Le chef arbitre italien Rocchi fait l'objet d'une enquête pour fraude sportive
Gianluca Rocchi, responsable de la désignation des arbitres en Italie, a été formellement mis en examen pour fraude sportive et s'est immédiatement auto-suspendu de ses fonctions. La notification de l'enquête a été remise à Rocchi dans la matinée du 25 avril 2026 et, selon l'agence de presse italienne AGI, il est prévu qu'il soit interrogé par le parquet de Milan le 30 avril.
Rocchi, responsable de la nomination des arbitres et des officiels VAR pour les matchs de Serie A et de Serie B, a confirmé l'enquête par le biais d'un communiqué à l'ANSA. Il s'est déclaré innocent et a affirmé qu'il se défendrait pour démanteler les accusations. « Je suis sûr d'avoir toujours agi correctement et j'ai toute confiance dans la justice », a déclaré Rocchi. Il a ajouté qu'en accord avec l'Association Italienne des Arbitres (AIA), il avait décidé de s'auto-suspendre pour permettre au corps arbitral d'opérer en sérénité pendant la procédure judiciaire.
L'enquête, menée par le procureur Maurizio Ascione, porte sur des interférences présumées dans les opérations VAR au cours des saisons 2023-24 et 2024-25. Selon les accusations rapportées par les médias italiens, les charges se concentrent sur trois incidents spécifiques. Le premier concerne la prétendue orchestration de la nomination de l'arbitre pour Bologne-Inter le 20 avril 2025. Le second accuse Rocchi d'avoir manipulé la nomination pour une demi-finale de Coppa Italia afin d'influencer qui pourrait arbitrer la finale. La troisième et la plus importante accusation concerne le match Udinese-Parme du 1er mars 2025.
Lors de ce match, une vidéo diffusée par l'AGI semble montrer l'officiel VAR Luigi Paterna se retournant pour parler à travers la vitre transparente de la salle VAR à Lissone à quelqu'un à l'extérieur, avant que l'arbitre Marco Maresca ne soit appelé au moniteur pour un contrôle sur le terrain, ce qui a conduit à l'attribution d'un penalty. La plainte sportive initiale a été déposée en mai 2025 par l'ancien assistant arbitre Domenico Rocca, qui a affirmé que Rocchi avait frappé à la vitre pour attirer l'attention des officiels VAR. Cette plainte sportive avait été classée sans suite, mais l'affaire a maintenant été relancée au niveau pénal.

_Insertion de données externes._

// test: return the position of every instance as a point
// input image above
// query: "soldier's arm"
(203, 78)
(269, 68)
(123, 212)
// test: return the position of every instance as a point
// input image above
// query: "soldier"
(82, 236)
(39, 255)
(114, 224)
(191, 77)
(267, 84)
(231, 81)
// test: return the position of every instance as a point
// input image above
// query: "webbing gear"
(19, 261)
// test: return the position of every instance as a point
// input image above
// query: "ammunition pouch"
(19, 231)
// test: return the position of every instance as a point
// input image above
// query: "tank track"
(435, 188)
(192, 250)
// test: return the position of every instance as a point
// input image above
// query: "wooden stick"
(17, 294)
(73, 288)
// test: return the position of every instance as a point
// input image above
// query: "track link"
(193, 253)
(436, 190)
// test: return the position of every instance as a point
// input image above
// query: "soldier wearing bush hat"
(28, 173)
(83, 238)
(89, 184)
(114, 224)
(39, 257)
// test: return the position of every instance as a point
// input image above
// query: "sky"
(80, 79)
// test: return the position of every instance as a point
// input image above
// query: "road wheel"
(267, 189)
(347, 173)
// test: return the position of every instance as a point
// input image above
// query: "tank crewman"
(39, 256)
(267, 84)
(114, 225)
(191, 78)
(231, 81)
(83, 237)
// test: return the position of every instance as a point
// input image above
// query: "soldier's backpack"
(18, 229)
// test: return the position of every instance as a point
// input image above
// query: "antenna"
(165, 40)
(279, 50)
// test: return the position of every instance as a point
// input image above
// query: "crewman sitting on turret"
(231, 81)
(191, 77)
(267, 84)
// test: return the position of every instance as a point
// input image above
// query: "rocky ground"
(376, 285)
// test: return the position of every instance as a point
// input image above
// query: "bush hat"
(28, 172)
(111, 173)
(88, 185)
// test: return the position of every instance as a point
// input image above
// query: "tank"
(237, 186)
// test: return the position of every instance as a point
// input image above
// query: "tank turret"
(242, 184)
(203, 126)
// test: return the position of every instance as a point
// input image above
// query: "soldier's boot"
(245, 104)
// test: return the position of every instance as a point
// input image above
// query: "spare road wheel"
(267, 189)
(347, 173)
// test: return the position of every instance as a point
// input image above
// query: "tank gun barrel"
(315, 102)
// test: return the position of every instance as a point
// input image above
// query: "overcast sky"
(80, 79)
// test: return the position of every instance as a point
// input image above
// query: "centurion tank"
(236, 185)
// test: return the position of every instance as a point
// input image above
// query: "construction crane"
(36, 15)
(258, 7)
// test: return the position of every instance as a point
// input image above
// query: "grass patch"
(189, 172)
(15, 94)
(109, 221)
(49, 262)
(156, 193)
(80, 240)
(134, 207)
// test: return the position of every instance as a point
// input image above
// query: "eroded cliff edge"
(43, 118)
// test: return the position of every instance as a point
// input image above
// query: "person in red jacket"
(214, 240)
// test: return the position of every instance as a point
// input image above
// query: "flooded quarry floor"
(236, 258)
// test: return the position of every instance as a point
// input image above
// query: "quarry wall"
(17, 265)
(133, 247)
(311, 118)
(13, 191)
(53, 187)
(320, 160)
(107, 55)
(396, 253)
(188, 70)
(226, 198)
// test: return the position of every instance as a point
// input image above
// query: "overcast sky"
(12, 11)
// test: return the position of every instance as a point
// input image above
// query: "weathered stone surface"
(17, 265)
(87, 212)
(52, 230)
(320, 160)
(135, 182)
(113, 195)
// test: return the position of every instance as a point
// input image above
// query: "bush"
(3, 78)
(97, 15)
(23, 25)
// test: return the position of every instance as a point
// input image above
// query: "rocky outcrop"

L'avocat de Rocchi, Antonio D'Avirro, a déclaré à l'ANSA que son client conteste les accusations mais a besoin de temps pour étudier les dossiers de l'affaire. L'AIA avait précédemment répondu aux accusations initiales en envoyant des inspecteurs fédéraux à Lissone pour s'assurer qu'il n'y avait aucune interférence extérieure pendant les matchs. L'enquête jette une ombre sur l'intégrité du système VAR italien et de sa gestion, à un moment où l'application de la technologie est déjà soumise à un examen minutieux. L'affaire se poursuit alors que le parquet se prépare à son interrogatoire formel.